Tuberculosis is an increasing health problem because HIV increases individuals? susceptibility to the disease. Furthermore the bacteria are now often resistant to antibiotics, making treatment difficult. An improved vaccine would therefore be a major contribution to world health. Because Bacille Calmette-Guerin (BCG) the current vaccine, provides partial protection it is likely that any new vaccine will be used to boost the protection afforded by BCG. Several candidate booster vaccines are currently entering clinical trials to test their safety and ability to boost the immune response to tuberculosis. However, proving that a booster increases protection will require a very large, expensive and long clinical trial. A test that could indicate which vaccine candidates can boost protection, would allow a rational selection from among the available candidates and save a great deal of time, money and effort.

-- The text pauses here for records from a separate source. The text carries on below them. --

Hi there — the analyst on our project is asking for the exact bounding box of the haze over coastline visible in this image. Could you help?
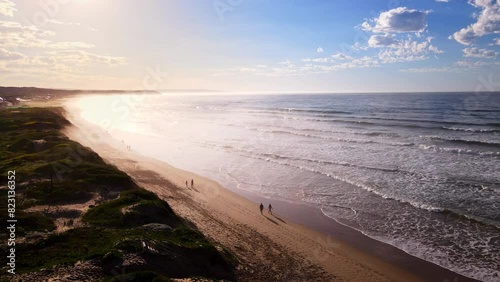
[0,0,500,282]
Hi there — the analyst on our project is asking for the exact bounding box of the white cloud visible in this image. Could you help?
[453,0,500,45]
[368,34,444,63]
[43,50,126,66]
[332,53,352,60]
[399,67,459,73]
[0,48,24,61]
[46,19,82,26]
[0,0,17,17]
[462,47,498,59]
[368,33,399,48]
[455,61,500,68]
[361,7,431,33]
[429,44,444,54]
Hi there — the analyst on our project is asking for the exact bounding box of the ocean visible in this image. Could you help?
[72,93,500,281]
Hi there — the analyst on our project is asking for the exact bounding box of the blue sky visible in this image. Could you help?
[0,0,500,92]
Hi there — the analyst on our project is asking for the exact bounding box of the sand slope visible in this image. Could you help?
[61,111,420,281]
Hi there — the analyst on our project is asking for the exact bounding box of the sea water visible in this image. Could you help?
[72,93,500,281]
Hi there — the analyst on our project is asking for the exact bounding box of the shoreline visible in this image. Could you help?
[60,103,477,281]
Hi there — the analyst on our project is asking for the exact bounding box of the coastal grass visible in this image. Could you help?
[0,108,235,281]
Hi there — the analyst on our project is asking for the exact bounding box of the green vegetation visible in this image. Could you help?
[82,190,180,227]
[0,108,235,281]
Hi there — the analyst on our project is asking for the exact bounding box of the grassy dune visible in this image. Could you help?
[0,108,235,281]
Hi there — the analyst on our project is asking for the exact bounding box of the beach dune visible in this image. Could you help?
[61,104,476,281]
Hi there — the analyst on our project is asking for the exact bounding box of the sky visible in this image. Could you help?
[0,0,500,93]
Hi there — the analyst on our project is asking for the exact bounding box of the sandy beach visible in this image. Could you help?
[59,101,480,281]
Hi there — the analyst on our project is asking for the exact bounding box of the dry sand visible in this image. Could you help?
[59,104,472,281]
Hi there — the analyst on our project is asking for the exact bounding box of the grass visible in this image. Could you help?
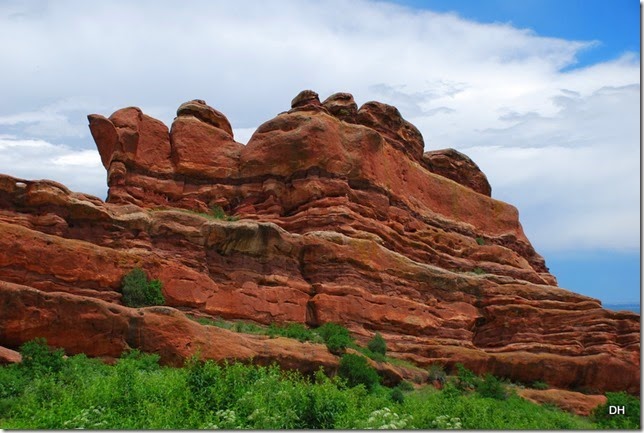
[0,340,608,430]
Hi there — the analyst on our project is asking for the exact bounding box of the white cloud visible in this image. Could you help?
[0,0,640,249]
[0,135,107,199]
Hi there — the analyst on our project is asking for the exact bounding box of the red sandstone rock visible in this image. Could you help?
[322,93,358,123]
[517,389,607,416]
[0,346,22,364]
[0,92,640,393]
[422,149,492,197]
[357,101,425,161]
[177,99,233,138]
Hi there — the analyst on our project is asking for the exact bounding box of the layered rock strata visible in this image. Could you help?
[0,91,640,392]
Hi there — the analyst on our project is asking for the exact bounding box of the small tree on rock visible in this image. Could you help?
[121,268,165,307]
[367,332,387,356]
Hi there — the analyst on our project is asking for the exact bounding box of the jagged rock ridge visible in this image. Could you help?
[0,91,640,392]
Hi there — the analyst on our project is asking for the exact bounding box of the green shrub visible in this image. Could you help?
[456,363,480,391]
[476,373,508,400]
[268,323,321,342]
[121,268,165,307]
[389,388,405,404]
[427,364,447,386]
[396,380,414,391]
[20,338,65,375]
[120,349,161,371]
[367,332,387,356]
[530,380,550,389]
[317,323,353,355]
[591,391,640,430]
[210,206,239,221]
[338,353,380,390]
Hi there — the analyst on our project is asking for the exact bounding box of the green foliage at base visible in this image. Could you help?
[121,268,165,307]
[0,341,624,430]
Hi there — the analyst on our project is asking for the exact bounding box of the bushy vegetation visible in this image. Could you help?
[0,340,612,430]
[121,268,165,307]
[427,364,447,385]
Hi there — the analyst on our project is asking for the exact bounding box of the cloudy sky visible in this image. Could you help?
[0,0,640,302]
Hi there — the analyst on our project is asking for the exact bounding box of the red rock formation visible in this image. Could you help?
[422,149,492,197]
[0,91,640,392]
[517,389,608,416]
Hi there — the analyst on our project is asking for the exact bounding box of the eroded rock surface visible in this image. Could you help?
[0,91,640,393]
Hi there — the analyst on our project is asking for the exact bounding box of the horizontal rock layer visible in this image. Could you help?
[0,92,640,392]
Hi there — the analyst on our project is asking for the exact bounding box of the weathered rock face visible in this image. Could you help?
[422,149,492,197]
[0,91,640,392]
[517,389,608,416]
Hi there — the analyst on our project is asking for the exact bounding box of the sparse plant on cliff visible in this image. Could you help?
[210,206,239,221]
[427,364,447,386]
[20,338,65,375]
[476,373,508,400]
[338,353,380,390]
[317,323,353,355]
[530,380,550,390]
[456,363,481,391]
[121,268,165,307]
[367,332,387,357]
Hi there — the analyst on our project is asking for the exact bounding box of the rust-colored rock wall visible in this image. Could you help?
[0,91,640,392]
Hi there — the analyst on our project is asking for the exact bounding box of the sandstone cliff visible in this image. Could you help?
[0,91,640,392]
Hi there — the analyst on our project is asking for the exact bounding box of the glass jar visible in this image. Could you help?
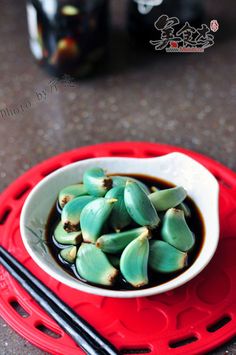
[27,0,109,78]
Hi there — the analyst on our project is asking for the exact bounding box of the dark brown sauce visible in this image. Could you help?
[46,174,205,291]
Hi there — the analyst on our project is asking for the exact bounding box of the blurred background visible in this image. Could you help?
[0,0,236,355]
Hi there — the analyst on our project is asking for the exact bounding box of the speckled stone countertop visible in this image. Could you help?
[0,0,236,355]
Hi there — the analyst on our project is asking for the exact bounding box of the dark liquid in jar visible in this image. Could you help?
[46,174,205,291]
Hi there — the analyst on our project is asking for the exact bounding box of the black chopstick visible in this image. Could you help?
[0,246,119,355]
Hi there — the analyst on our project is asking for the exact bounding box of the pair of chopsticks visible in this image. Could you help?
[0,246,120,355]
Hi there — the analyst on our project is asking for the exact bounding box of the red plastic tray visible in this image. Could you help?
[0,142,236,355]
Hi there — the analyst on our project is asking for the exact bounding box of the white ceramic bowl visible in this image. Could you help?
[20,153,219,298]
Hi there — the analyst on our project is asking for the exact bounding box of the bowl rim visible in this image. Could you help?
[20,152,219,298]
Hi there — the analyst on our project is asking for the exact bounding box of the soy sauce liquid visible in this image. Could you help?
[46,174,205,291]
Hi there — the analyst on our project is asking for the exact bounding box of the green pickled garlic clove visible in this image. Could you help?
[54,222,82,245]
[83,168,112,197]
[124,181,160,229]
[58,184,87,208]
[161,208,195,251]
[60,246,77,264]
[96,227,150,254]
[105,186,132,231]
[112,175,150,195]
[176,202,192,218]
[120,232,149,288]
[76,243,118,286]
[148,240,188,273]
[148,186,187,211]
[80,197,117,243]
[61,196,95,232]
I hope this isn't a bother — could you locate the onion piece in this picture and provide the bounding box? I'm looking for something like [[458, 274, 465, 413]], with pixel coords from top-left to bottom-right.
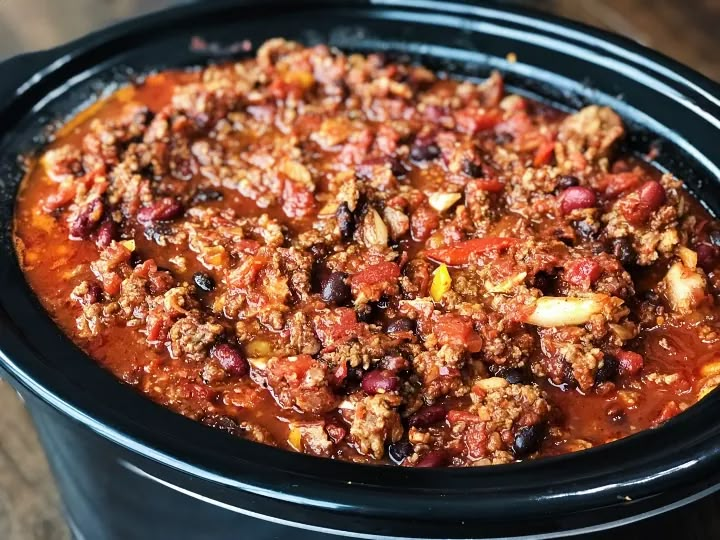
[[430, 264, 452, 302], [428, 192, 462, 214], [526, 294, 622, 328]]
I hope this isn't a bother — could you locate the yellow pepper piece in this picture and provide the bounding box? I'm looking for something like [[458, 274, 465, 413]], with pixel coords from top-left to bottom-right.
[[288, 424, 302, 452], [430, 264, 452, 302], [120, 240, 135, 251]]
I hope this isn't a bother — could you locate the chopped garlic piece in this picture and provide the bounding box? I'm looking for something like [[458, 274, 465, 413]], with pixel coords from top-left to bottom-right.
[[428, 192, 462, 213], [663, 262, 706, 313], [430, 264, 452, 302], [678, 246, 697, 270], [527, 294, 619, 328]]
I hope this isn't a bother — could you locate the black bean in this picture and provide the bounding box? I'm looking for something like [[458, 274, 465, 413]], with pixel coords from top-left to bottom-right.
[[193, 272, 215, 292], [322, 272, 350, 306], [201, 414, 242, 436], [355, 304, 378, 323], [575, 219, 604, 243], [410, 140, 440, 161], [210, 343, 250, 377], [500, 368, 528, 384], [388, 441, 413, 465], [387, 317, 415, 334], [408, 405, 447, 427], [612, 238, 635, 265], [462, 159, 483, 178], [533, 270, 553, 294], [192, 189, 223, 204], [335, 201, 355, 242], [595, 354, 620, 384], [512, 424, 547, 459], [555, 174, 580, 192], [390, 158, 408, 178]]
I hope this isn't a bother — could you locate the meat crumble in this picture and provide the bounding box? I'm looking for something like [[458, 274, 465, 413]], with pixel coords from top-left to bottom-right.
[[15, 39, 720, 467]]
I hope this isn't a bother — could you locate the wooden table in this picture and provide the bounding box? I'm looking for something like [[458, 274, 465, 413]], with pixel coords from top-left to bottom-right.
[[0, 0, 720, 540]]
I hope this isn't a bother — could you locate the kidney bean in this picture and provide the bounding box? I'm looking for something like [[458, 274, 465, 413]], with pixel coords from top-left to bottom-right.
[[595, 354, 620, 384], [408, 405, 447, 427], [95, 219, 117, 248], [415, 450, 449, 467], [193, 272, 215, 292], [387, 317, 415, 334], [321, 272, 351, 306], [70, 199, 104, 239], [512, 424, 547, 459], [410, 139, 440, 161], [137, 197, 183, 225], [695, 242, 720, 272], [388, 441, 414, 465], [638, 180, 667, 212], [555, 174, 580, 191], [361, 369, 400, 394], [210, 343, 250, 377], [462, 159, 484, 178], [498, 368, 529, 384], [389, 157, 408, 178], [335, 201, 355, 242], [560, 186, 597, 214], [612, 238, 635, 266]]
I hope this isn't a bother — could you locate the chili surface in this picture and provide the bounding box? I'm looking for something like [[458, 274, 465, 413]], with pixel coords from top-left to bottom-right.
[[15, 39, 720, 467]]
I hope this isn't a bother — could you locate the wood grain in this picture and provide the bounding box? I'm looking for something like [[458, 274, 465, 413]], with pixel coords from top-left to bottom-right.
[[0, 0, 720, 540]]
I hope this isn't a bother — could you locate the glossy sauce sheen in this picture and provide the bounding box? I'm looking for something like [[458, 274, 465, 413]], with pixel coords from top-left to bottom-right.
[[15, 41, 720, 466]]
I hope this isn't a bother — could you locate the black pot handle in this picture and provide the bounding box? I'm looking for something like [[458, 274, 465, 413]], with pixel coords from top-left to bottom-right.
[[0, 47, 67, 118]]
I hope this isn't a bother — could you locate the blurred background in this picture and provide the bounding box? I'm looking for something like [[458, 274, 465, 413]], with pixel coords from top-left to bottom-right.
[[0, 0, 720, 540], [0, 0, 720, 80]]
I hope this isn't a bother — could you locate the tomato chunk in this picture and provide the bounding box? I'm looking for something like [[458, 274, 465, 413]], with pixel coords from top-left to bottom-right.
[[349, 262, 400, 285], [433, 313, 482, 352], [425, 236, 520, 266]]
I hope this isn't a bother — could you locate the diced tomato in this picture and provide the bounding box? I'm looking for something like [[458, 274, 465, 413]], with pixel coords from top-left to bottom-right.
[[565, 259, 602, 287], [465, 422, 488, 459], [315, 308, 359, 347], [133, 259, 157, 277], [453, 107, 502, 133], [533, 141, 555, 167], [603, 172, 642, 197], [495, 110, 535, 138], [447, 411, 480, 425], [227, 256, 268, 288], [433, 313, 482, 353], [425, 236, 520, 266], [653, 401, 681, 427], [102, 272, 122, 296], [410, 205, 440, 242], [330, 362, 348, 386], [348, 262, 400, 286]]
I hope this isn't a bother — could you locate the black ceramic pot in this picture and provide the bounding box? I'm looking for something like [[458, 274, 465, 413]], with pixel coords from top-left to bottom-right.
[[0, 0, 720, 540]]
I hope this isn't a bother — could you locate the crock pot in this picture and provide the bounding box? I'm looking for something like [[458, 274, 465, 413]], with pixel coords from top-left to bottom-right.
[[0, 0, 720, 540]]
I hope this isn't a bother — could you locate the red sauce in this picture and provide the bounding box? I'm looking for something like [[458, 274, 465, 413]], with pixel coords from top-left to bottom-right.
[[15, 40, 720, 466]]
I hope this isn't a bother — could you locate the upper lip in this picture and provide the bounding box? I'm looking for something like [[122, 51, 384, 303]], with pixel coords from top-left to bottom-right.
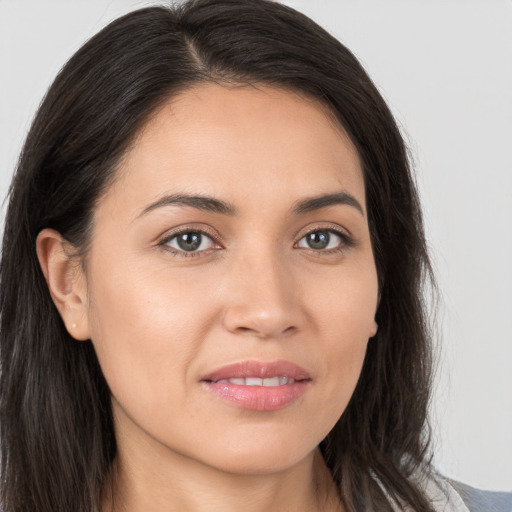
[[201, 360, 311, 382]]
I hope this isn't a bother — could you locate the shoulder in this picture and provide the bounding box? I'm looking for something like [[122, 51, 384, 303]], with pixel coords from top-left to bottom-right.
[[412, 471, 512, 512], [447, 480, 512, 512]]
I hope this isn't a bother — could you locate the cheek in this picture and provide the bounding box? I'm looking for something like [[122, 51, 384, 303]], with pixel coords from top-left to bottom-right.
[[84, 256, 218, 409]]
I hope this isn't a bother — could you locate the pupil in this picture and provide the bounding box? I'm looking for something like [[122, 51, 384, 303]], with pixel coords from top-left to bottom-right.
[[178, 233, 201, 251], [307, 231, 329, 249]]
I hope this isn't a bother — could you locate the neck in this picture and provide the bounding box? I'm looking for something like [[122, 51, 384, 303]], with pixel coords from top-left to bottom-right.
[[103, 442, 343, 512]]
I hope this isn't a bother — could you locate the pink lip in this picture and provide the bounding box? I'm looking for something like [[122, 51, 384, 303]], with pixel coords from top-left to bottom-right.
[[201, 361, 311, 411]]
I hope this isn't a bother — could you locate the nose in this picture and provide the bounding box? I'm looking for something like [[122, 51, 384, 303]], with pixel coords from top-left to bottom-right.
[[222, 252, 303, 339]]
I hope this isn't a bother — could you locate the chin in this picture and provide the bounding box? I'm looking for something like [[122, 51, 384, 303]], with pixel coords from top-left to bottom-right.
[[199, 432, 316, 475]]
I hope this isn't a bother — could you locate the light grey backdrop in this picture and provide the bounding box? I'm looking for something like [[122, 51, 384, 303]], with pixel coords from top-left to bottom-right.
[[0, 0, 512, 490]]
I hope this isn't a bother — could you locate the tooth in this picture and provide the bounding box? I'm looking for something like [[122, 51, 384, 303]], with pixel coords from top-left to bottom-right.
[[263, 377, 279, 386], [245, 377, 263, 386]]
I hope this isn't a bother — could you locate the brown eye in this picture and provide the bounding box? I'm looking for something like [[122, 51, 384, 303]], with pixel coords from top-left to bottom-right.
[[297, 229, 343, 251], [165, 231, 213, 252]]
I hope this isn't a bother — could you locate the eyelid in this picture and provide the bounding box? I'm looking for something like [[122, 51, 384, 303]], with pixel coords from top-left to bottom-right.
[[295, 222, 354, 243], [157, 224, 223, 256], [293, 222, 356, 252]]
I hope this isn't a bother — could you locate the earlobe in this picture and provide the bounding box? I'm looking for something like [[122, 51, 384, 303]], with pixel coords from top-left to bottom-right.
[[36, 228, 90, 340], [370, 320, 379, 338]]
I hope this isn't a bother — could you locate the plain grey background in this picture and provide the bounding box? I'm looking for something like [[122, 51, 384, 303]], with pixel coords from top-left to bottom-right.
[[0, 0, 512, 490]]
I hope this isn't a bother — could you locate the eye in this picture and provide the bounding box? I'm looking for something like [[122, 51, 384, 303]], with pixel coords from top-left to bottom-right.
[[297, 229, 347, 251], [162, 231, 215, 253]]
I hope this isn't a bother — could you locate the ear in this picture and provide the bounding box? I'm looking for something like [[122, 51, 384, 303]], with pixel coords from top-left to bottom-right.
[[369, 320, 379, 338], [36, 229, 90, 341]]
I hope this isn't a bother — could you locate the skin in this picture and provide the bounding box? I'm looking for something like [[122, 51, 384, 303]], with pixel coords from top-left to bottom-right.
[[37, 84, 378, 512]]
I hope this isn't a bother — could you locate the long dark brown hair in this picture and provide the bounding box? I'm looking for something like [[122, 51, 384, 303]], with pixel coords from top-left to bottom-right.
[[0, 0, 432, 512]]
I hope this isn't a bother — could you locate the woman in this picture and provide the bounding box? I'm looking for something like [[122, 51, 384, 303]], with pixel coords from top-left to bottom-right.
[[1, 0, 510, 512]]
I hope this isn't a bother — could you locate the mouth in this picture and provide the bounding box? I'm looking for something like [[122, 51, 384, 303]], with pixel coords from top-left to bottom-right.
[[201, 361, 311, 412]]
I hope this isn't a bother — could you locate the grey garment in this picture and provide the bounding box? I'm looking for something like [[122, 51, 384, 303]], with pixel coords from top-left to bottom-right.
[[448, 480, 512, 512]]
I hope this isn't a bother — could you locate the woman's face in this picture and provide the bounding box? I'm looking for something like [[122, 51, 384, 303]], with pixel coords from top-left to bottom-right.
[[83, 85, 378, 473]]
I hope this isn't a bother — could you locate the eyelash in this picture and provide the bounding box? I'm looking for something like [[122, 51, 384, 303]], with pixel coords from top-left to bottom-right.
[[158, 226, 355, 258]]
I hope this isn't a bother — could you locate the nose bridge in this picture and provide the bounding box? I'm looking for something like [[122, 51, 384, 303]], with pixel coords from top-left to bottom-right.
[[220, 244, 300, 338]]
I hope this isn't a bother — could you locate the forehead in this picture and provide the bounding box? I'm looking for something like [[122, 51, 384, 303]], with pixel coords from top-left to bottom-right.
[[100, 84, 364, 219]]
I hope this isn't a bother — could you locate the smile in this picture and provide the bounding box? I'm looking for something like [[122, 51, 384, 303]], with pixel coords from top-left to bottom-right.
[[201, 361, 312, 412], [216, 377, 295, 387]]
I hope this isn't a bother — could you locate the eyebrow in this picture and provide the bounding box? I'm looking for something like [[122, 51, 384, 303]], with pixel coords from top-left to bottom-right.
[[293, 191, 364, 217], [139, 194, 236, 217], [138, 191, 364, 217]]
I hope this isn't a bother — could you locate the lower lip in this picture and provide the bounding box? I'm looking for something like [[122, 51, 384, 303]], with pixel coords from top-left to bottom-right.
[[203, 380, 310, 411]]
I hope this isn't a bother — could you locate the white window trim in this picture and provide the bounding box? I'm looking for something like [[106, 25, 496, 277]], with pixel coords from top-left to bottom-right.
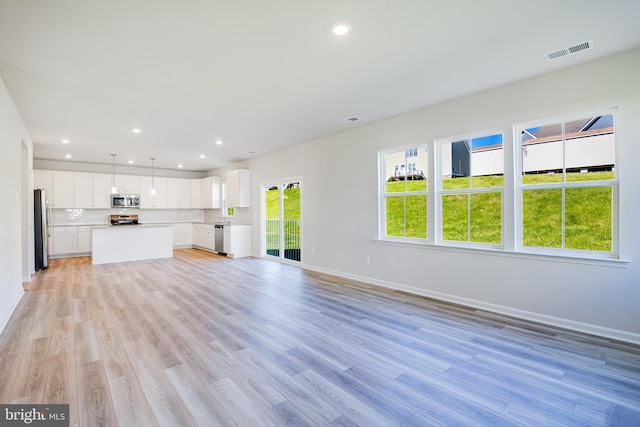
[[377, 142, 433, 244], [512, 107, 620, 260], [374, 107, 631, 262], [436, 128, 509, 250]]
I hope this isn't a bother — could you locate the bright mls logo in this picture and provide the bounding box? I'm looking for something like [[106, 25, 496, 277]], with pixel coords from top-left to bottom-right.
[[0, 405, 69, 427]]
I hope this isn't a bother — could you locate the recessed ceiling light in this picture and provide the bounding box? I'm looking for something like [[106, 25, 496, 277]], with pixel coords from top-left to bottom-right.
[[331, 23, 351, 36]]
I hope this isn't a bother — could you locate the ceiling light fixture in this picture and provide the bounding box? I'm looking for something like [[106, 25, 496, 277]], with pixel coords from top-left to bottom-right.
[[111, 154, 118, 194], [149, 157, 156, 196], [331, 23, 351, 36]]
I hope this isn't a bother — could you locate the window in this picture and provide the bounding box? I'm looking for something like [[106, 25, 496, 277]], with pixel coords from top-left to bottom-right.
[[516, 111, 618, 254], [379, 109, 619, 259], [436, 133, 504, 246], [380, 145, 428, 239]]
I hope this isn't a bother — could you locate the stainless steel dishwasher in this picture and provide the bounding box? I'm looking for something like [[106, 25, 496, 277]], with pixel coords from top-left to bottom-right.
[[214, 224, 226, 255]]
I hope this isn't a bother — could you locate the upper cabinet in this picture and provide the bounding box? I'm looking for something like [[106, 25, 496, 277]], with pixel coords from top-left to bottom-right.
[[116, 175, 140, 194], [187, 179, 202, 209], [91, 173, 111, 209], [140, 176, 168, 209], [167, 178, 191, 209], [200, 176, 222, 209], [226, 169, 251, 208], [50, 171, 75, 209], [73, 172, 94, 208], [33, 169, 53, 197], [33, 169, 229, 209]]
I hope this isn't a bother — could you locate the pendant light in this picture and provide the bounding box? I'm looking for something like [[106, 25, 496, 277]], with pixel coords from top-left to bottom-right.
[[111, 154, 118, 194], [149, 157, 156, 196]]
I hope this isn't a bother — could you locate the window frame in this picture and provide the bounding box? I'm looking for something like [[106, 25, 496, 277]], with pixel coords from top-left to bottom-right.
[[513, 108, 620, 260], [378, 142, 433, 244], [376, 107, 630, 267], [433, 128, 509, 250]]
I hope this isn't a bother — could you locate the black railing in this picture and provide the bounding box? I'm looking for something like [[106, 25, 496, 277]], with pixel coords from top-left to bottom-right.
[[265, 219, 301, 261]]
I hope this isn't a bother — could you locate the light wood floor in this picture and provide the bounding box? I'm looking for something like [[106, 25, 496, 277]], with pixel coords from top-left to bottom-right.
[[0, 249, 640, 427]]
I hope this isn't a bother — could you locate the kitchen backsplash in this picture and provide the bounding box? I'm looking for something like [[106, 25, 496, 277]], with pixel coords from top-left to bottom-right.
[[204, 208, 251, 224], [51, 209, 204, 225]]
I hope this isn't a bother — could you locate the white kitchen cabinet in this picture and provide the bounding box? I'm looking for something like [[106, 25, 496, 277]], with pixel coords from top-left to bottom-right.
[[116, 175, 141, 194], [187, 179, 203, 209], [50, 171, 75, 209], [77, 226, 91, 254], [167, 178, 191, 209], [140, 176, 167, 209], [50, 227, 78, 256], [225, 169, 251, 208], [92, 173, 111, 209], [200, 176, 222, 209], [173, 223, 193, 248], [193, 224, 215, 251], [217, 224, 251, 258], [73, 172, 93, 209], [209, 176, 222, 209], [33, 169, 53, 196]]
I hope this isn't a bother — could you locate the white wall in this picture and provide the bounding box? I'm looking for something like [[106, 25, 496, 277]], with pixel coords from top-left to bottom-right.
[[234, 50, 640, 342], [0, 74, 33, 332]]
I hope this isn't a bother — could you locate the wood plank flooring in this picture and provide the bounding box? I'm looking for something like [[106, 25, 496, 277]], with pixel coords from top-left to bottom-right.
[[0, 249, 640, 427]]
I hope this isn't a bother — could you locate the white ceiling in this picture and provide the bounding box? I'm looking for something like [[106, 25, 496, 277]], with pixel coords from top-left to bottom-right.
[[0, 0, 640, 171]]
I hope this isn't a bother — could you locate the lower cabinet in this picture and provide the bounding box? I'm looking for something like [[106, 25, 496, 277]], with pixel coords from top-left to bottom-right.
[[49, 223, 245, 258], [193, 224, 216, 251], [78, 225, 91, 254], [173, 223, 193, 248], [224, 224, 251, 258]]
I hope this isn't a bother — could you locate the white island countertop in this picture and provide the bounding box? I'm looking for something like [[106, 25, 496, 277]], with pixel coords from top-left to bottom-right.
[[91, 224, 173, 264]]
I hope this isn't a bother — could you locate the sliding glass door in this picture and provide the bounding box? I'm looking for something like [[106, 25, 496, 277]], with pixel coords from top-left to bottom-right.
[[264, 180, 302, 261]]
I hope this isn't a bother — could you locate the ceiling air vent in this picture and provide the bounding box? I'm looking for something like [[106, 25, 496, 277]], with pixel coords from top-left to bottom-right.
[[338, 116, 360, 125], [544, 40, 593, 61]]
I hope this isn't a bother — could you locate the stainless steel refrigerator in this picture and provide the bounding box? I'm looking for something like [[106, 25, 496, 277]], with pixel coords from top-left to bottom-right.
[[33, 190, 49, 271]]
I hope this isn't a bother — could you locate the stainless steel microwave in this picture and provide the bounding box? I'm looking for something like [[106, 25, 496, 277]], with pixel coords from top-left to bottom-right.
[[111, 194, 140, 208]]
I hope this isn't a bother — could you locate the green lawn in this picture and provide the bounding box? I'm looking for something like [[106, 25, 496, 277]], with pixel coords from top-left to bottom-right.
[[265, 187, 300, 251], [386, 172, 613, 252]]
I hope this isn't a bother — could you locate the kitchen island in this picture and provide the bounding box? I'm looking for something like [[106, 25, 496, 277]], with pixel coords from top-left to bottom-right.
[[91, 225, 173, 264]]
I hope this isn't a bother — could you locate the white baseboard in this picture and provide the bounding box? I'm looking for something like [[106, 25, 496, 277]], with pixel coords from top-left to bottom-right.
[[302, 265, 640, 345], [0, 289, 24, 334]]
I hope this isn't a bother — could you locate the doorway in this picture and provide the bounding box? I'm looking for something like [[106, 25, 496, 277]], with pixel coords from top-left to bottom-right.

In our project we will study the lymphocytes from mice given BCG and then booster vaccines that are already known to increase protection or have no effect. This will allow us to compare the properties of protective and non-protective lymphocytes and identify a ?signature? of protection. We shall then use this in cows immunised against bovine tuberculosis, a disease that is very similar to human tuberculosis, to predict whether different booster immunisations are protective. Finally we shall study human volunteers given a candidate booster vaccine and predict whether this is a good candidate to go on to efficacy trials.

Technical Summary

A number of vaccine candidates aimed at boosting protective immunity to M. tuberculosis (Mtb) above the level afforded by BCG, have entered or are close to, early phase clinical trials. Thus a test that would allow identification of effective booster vaccines without the need for efficacy trials would be extremely valuable. We have established an aerosol challenge mouse model in which BCG priming and intra-nasal boosting with a recombinant adenovirus expressing Mtb antigen 85A (Ad85A), induces strong protection against Mtb. We will study in detail the properties of T lymphocytes that are present in the lungs after this immunisation regime. Our hypothesis is that these cells are responsible for increased protection, are part of an endothoracic recirculating pool of memory and effector T cells and exhibit a distinct lung homing and functional signature, which will provide a correlate of increased protection. We will use multi-colour flow cytometry to analyse in detail the phenotype of lung resident 85A-specific T cells, identify their functional properties and perform gene expression analysis using microarrays. These properties will be compared to 85A-specific cells in the spleen induced by intra-nasal Ad85A or splenic 85A-specific cells induced by non-protective immunisation regimes, to identify a signature for lung homing protective cells. We shall then show that the protective signature can be detected in the blood following protective but not non-protective immunisation in mice. We shall go on to examine pre-challenge blood samples from cows immunised with BCG or prime boost regimes that provide increased protection over BCG alone. Finally we shall examine blood samples from human volunteers immunised with BCG followed by modified vaccinia Ankara containing antigen 85A. This project will identify a correlate of increased protection above that afforded by BCG alone in mice and show whether this can be used to provide predictive information in cows and humans.